Many parents, particularly those at Jordan High, see the changes as nonsensical. They insist the logical move is to make up Alta’s shortfall with Corner Canyon students, not Jordan students. They also point to the fact that Corner Canyon is slated for a multimillion-dollar expansion in the coming years, and a boundary change that diverted some of its student body to Alta would relieve some of the pressure making an expensive expansion necessary. Corner Canyon parents, however, overwhelmingly prefer to keep their children where they are, despite the fact that class sizes are large — 45 students per classroom in some cases — and are likely to remain so for the foreseeable future.
The entire dispute is largely focused on perceived financial disparities between the schools. Corner Canyon largely serves a more affluent population than both Jordan and Alta, and many students and parents consider any change in schools to be a step down. All this is happening in a school district that broke away from the larger Jordan School District several years ago in an often less-than-amicable split fueled largely by concerns that the wealthier schools on the east side of the district were subsidizing the poorer ones on the west side.

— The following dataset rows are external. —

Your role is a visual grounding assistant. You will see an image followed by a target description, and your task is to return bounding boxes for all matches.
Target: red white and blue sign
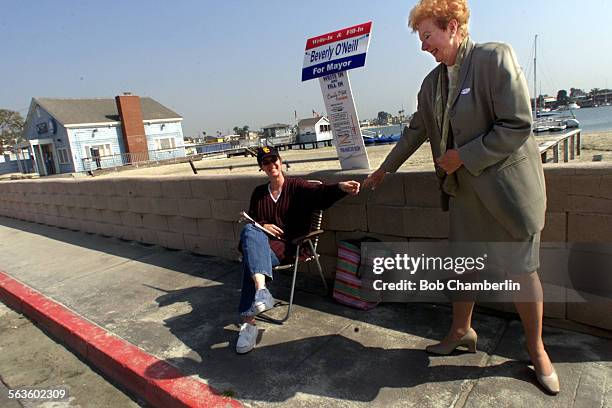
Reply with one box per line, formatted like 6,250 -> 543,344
302,21 -> 372,81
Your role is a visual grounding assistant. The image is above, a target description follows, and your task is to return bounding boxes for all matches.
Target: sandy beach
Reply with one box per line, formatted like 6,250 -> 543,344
89,132 -> 612,177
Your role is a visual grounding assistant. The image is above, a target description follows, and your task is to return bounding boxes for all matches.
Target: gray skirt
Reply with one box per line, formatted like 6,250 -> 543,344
449,167 -> 540,275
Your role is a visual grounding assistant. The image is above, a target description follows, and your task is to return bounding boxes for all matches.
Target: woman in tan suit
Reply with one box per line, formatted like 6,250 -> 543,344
363,0 -> 559,394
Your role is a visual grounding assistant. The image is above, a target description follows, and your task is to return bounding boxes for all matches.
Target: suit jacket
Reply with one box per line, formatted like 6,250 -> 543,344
381,40 -> 546,238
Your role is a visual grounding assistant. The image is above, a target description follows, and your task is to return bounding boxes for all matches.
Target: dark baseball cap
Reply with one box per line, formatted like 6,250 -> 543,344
257,146 -> 280,165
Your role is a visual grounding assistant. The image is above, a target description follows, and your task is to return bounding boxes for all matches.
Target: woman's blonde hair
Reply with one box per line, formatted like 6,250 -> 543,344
408,0 -> 470,37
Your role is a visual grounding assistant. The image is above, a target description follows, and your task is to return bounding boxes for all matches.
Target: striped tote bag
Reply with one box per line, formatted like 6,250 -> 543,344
333,241 -> 379,310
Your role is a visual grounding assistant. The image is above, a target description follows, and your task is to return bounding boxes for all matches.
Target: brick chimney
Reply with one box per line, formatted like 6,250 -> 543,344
115,92 -> 149,160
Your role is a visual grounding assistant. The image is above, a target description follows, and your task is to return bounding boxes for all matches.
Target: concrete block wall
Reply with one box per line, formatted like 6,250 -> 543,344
0,163 -> 612,330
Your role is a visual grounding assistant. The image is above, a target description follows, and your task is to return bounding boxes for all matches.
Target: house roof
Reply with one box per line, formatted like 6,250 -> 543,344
298,116 -> 329,127
33,97 -> 182,125
261,123 -> 290,129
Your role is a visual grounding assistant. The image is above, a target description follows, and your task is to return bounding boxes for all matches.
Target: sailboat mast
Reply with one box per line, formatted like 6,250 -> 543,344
533,34 -> 538,118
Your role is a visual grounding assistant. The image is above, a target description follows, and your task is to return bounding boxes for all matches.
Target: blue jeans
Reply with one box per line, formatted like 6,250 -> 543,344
238,224 -> 280,313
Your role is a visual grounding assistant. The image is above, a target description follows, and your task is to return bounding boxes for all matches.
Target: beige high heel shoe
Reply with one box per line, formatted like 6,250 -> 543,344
425,327 -> 478,356
533,363 -> 561,395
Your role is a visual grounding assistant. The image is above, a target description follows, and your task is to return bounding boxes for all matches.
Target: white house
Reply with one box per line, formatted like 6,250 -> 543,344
17,94 -> 185,176
298,116 -> 332,143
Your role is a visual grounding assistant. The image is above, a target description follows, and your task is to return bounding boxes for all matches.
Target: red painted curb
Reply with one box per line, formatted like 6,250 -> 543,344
0,271 -> 242,408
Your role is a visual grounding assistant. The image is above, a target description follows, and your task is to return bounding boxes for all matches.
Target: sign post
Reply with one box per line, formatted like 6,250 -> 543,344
302,21 -> 372,170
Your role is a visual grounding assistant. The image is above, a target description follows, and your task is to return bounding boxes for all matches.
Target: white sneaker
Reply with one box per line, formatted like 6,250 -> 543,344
236,323 -> 257,354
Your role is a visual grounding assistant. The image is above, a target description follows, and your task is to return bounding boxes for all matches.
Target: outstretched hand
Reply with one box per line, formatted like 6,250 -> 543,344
363,168 -> 386,190
338,180 -> 361,195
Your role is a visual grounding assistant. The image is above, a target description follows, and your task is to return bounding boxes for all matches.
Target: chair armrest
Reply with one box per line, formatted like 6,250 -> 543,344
291,230 -> 325,245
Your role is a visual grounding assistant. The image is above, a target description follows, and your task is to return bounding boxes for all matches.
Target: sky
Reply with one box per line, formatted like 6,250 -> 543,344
0,0 -> 612,136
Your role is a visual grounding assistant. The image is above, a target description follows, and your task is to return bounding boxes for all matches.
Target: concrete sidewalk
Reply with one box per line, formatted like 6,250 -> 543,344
0,217 -> 612,408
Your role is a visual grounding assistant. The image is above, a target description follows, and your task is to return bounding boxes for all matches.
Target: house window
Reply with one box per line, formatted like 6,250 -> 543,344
85,144 -> 113,159
57,149 -> 70,164
155,137 -> 176,150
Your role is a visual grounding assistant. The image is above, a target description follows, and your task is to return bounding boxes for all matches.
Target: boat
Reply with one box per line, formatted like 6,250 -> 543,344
533,125 -> 550,133
548,123 -> 567,132
564,118 -> 580,129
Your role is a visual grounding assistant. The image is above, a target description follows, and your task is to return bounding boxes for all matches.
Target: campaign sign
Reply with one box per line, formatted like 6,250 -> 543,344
302,21 -> 372,81
319,72 -> 370,170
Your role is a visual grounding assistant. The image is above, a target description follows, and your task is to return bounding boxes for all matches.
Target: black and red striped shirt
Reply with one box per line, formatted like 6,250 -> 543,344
249,177 -> 346,262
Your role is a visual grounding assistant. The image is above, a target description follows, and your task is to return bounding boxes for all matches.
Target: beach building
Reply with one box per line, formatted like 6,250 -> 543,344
298,116 -> 333,143
262,123 -> 295,146
16,93 -> 185,176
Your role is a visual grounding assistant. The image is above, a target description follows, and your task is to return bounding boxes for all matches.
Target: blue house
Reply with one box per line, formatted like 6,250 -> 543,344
17,94 -> 185,176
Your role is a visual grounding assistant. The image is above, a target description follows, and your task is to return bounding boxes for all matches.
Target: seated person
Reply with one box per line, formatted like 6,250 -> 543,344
236,146 -> 359,354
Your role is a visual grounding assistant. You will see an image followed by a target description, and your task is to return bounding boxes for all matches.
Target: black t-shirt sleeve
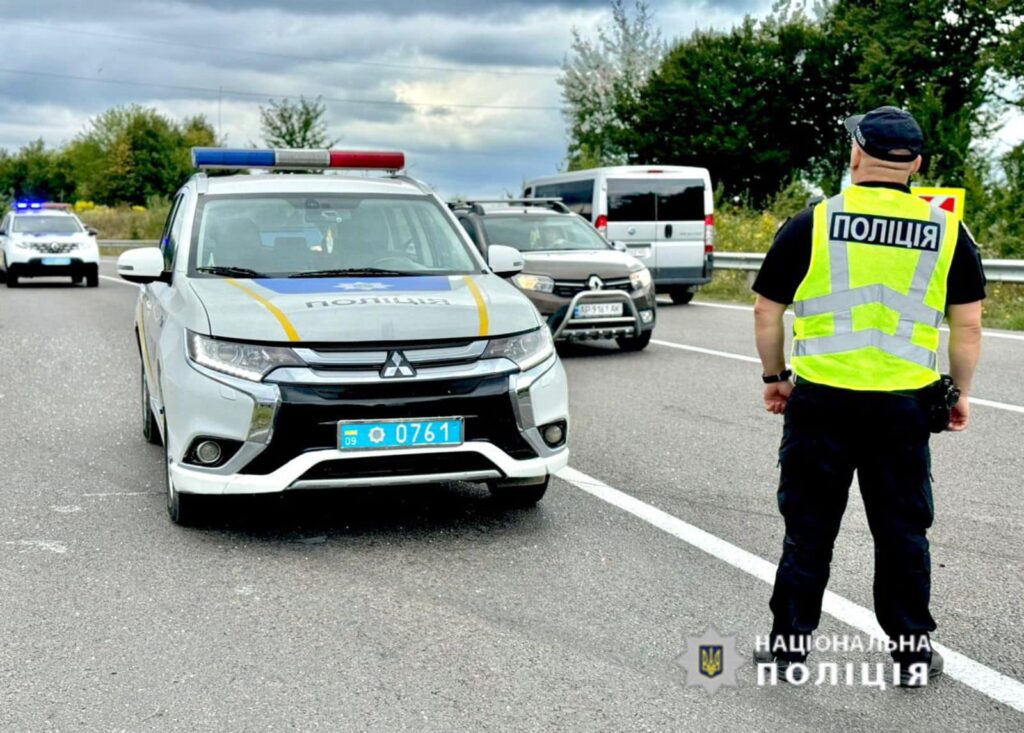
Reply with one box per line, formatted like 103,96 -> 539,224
946,223 -> 985,305
754,208 -> 814,305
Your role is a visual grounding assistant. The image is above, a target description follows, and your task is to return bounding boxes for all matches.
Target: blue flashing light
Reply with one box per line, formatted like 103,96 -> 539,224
193,147 -> 274,168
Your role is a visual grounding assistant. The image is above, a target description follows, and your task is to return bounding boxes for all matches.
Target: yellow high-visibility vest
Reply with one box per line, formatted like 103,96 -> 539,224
793,185 -> 958,391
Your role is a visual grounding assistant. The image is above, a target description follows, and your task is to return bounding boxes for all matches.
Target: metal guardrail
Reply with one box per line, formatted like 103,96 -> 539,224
99,240 -> 1024,283
96,240 -> 160,255
715,250 -> 1024,283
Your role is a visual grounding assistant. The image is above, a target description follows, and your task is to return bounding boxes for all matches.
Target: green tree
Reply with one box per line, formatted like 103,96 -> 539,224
558,0 -> 665,170
66,105 -> 216,204
0,139 -> 75,201
823,0 -> 1024,185
616,17 -> 849,206
259,97 -> 337,147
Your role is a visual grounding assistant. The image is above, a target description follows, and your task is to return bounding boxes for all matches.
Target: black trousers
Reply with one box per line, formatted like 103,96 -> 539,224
770,382 -> 935,655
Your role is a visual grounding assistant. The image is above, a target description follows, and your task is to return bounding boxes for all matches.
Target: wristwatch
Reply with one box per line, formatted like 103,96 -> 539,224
761,369 -> 793,384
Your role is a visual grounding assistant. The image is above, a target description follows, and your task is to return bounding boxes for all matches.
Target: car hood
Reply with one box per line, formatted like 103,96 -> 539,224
522,250 -> 643,281
189,274 -> 541,343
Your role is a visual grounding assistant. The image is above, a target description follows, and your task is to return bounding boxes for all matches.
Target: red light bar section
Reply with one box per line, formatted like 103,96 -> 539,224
330,150 -> 406,171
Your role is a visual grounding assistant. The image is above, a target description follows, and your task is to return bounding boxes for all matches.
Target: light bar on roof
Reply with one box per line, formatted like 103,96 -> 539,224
193,147 -> 406,171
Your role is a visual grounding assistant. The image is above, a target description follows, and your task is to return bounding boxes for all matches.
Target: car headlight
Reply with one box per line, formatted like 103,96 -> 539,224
483,326 -> 555,372
185,331 -> 305,382
630,267 -> 650,290
512,272 -> 555,293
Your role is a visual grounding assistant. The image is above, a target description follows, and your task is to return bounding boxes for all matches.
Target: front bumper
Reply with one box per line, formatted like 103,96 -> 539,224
165,346 -> 568,494
529,287 -> 657,341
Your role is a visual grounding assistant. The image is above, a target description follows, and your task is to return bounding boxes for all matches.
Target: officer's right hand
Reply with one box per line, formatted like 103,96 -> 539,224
765,380 -> 793,415
949,394 -> 971,433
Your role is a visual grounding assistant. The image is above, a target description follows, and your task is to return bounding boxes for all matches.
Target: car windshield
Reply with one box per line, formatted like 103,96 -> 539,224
13,214 -> 82,234
189,193 -> 480,277
482,214 -> 608,252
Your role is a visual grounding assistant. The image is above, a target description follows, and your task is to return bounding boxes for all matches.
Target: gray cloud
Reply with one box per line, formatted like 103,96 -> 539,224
0,0 -> 770,195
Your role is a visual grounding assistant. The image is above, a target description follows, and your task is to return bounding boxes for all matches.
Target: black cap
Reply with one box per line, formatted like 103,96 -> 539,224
844,106 -> 925,163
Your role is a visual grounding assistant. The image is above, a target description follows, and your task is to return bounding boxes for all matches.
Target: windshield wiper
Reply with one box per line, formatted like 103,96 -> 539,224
196,265 -> 266,277
288,267 -> 420,277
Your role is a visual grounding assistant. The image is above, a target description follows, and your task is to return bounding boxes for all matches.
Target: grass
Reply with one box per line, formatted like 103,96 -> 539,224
78,200 -> 170,240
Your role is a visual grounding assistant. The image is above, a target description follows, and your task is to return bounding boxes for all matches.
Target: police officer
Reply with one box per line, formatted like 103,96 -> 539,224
754,106 -> 985,685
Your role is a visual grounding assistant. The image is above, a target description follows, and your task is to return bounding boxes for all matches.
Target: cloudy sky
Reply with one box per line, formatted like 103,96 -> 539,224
0,0 -> 1024,195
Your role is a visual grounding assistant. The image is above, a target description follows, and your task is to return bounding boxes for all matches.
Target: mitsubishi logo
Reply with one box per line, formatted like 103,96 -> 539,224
381,351 -> 416,379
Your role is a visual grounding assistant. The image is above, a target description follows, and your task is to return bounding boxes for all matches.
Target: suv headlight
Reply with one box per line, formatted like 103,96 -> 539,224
185,331 -> 305,382
512,272 -> 555,293
630,267 -> 650,290
482,326 -> 555,372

This is not the first such dispute over school resources, nor is it likely to be the last.
While the state is committed to providing a quality public education to all, the challenge has long been how to provide an equitable experience for all students, regardless of their financial background. Several proposals have been floated over the years that would take steps in that direction, but, in practical terms, this goal remains more theory than fact. Parents, educators and even lawmakers often seem more interested in protecting their local turf than in finding workable solutions that benefit the whole state, not just the neighborhood school.
That’s human nature, but legislators ought to know better. It’s time for Utah to develop a comprehensive plan to address inequality in the public educational experience. Until that plan materializes, expect to see a slew of ongoing squabbles like the one in Canyons School District for the foreseeable future.